I think that sums up my decision. I'll keep it for now and see how much I use it over the next 3 months. If I don't use it, I'll sell it, but everyone's posts just made me realize how great it is to have a small telephoto lens, too. Thinking about it more, I often take it with me when I _might _need telephoto lengths, even if I'm just planning too shoot with my wider lenses (e.g. architectural work).

I'd like to thank everyone for their replies!


----------



## RGF (Apr 15, 2013)

I have the Big Daddy (70-200F2.8 L II) and got the F4 IS L because I wanted something lighter.

Found that I needed extra reach so I opted forthe 70-300L. Now I have 3 lenses with similar range.

I propose to keep the 70-200F2.8 (very sharp, F2.8) and the 70-300 (lighter and greater range).

If so, I'll sell the 70-200 F4 IS. Thoughts?


----------



## Random Orbits (Apr 15, 2013)

RGF said:


> I have the Big Daddy (70-200F2.8 L II) and got the F4 IS L because I wanted something lighter.
> 
> Found that I needed extra reach so I opted forthe 70-300L. Now I have 3 lenses with similar range.
> 
> ...



70-200 II + 70-300L is what I ended up with, and that combination has worked out well for me.

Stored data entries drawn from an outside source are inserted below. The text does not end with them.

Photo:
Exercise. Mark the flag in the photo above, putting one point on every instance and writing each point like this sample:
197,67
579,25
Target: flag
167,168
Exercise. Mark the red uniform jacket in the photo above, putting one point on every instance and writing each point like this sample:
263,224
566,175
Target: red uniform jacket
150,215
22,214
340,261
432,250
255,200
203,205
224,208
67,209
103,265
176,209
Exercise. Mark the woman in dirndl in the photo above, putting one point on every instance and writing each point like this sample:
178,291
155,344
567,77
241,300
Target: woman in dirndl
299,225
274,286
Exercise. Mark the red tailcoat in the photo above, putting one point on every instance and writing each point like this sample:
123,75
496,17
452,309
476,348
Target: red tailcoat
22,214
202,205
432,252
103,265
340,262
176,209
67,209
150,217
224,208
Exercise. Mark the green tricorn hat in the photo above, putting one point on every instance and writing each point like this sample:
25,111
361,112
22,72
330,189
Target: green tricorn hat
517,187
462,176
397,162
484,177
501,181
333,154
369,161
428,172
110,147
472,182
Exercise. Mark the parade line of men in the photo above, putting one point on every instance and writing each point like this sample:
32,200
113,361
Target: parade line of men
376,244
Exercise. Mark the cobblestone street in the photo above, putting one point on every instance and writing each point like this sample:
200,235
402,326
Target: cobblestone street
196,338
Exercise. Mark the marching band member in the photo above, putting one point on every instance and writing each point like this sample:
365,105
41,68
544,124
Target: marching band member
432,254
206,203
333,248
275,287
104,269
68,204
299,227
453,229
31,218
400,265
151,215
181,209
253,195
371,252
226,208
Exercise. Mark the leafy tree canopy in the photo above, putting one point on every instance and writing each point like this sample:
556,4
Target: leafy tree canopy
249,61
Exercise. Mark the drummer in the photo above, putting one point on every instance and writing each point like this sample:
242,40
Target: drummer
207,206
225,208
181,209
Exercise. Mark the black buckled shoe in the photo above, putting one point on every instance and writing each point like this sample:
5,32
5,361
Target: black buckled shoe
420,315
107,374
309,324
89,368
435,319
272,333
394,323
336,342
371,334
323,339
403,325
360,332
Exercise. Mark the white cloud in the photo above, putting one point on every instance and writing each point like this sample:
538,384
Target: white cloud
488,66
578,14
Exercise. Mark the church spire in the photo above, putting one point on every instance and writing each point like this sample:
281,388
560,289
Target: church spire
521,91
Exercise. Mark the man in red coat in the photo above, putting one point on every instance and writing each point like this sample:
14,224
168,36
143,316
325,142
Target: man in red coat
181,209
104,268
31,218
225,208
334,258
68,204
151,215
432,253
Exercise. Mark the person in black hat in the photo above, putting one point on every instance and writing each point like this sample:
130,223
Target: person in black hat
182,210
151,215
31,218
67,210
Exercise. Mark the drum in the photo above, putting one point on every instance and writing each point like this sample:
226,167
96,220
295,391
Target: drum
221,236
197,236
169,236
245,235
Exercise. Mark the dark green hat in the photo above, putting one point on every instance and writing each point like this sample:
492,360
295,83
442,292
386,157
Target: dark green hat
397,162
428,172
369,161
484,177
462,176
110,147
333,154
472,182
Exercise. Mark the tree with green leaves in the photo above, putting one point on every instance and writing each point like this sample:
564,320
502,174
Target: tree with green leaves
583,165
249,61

For sports and portraiture, 70-200 II. For travel and zoos, 70-300L. The biggest advantage of the 70-300L for me is its compact size. Standing it up, I can use one lens slot in the bag as opposed to the equivalent of two slots for the 70-200L II. You'd lose fractional stops to the 70-200 f/4 IS, but if light is that much of a concern, the 70-200 II is a better choice anyway.


----------



## Dylan777 (Apr 15, 2013)

You can step down from f2.8 to smaller f-stops. To me, I think you should sell it and use that money for other gear


----------



## scottkinfw (Apr 15, 2013)

I have both. I love the smaller zoom- lighter, easier to carry, excellent iq. I use both. Plus, always have a back-up in case of a problem.

If you need the money, sell it. If you are fine for money, it is a great lens to have and use.


----------



## mackguyver (May 4, 2013)

After using the f/2.8 for a couple of weeks, I decided to the sell the f/4. The IS is noticeably better and for me, having f/2.8 as an option makes it much more versatile for me. I would typically bring the f/4 to my event and wildlife work, but would also have to bring my faster prime lenses, whereas now I can just bring one lens. So the smaller lens actually ended up taking up more room and being heavier because of the need to bring my 135 and other lenses with it.

If I was just interested in landscape or travel photography, the f/4 (along with the 17-40 and 240-105) would do me fine, but for the work I do, the f/2.8 seems to be the lens I've been missing!


----------



## Dylan777 (May 4, 2013)

mackguyver said:


> After using the f/2.8 for a couple of weeks, I decided to the sell the f/4. The IS is noticeably better and for me, having f/2.8 as an option makes it much more versatile for me. I would typically bring the f/4 to my event and wildlife work, but would also have to bring my faster prime lenses, whereas now I can just bring one lens. So the smaller lens actually ended up taking up more room and being heavier because of the need to bring my 135 and other lenses with it.
> 
> If I was just interested in landscape or travel photography, the f/4 (along with the 17-40 and 240-105) would do me fine, but for the work I do, the f/2.8 seems to be the lens I've been missing!



For me, selling f4 is a right choice. 

Just don't ask this same question when you ready for 24-70 f2.8 II. I'm sure you know what to do with your 24-105 ;D


----------



## mackguyver (May 4, 2013)

Dylan777 said:


> Just don't ask this same question when you ready for 24-70 f2.8 II. I'm sure you know what to do with your 24-105 ;D


Funny you should say that - I actually have the original 24-70 f/2.8, and the 16-35 f/2.8 II. So far I'm hanging on to the old 24-70. The improvements from f/8-f/11 don't impress me enough to pay the price to upgrade - at least while it's that much. Besides, I have the 24 f/1.4 II, 50 f/1.2, and 85 f/1.2 II if I want to shoot anything wide open or anywhere near 2.8.

Point taken, though!


----------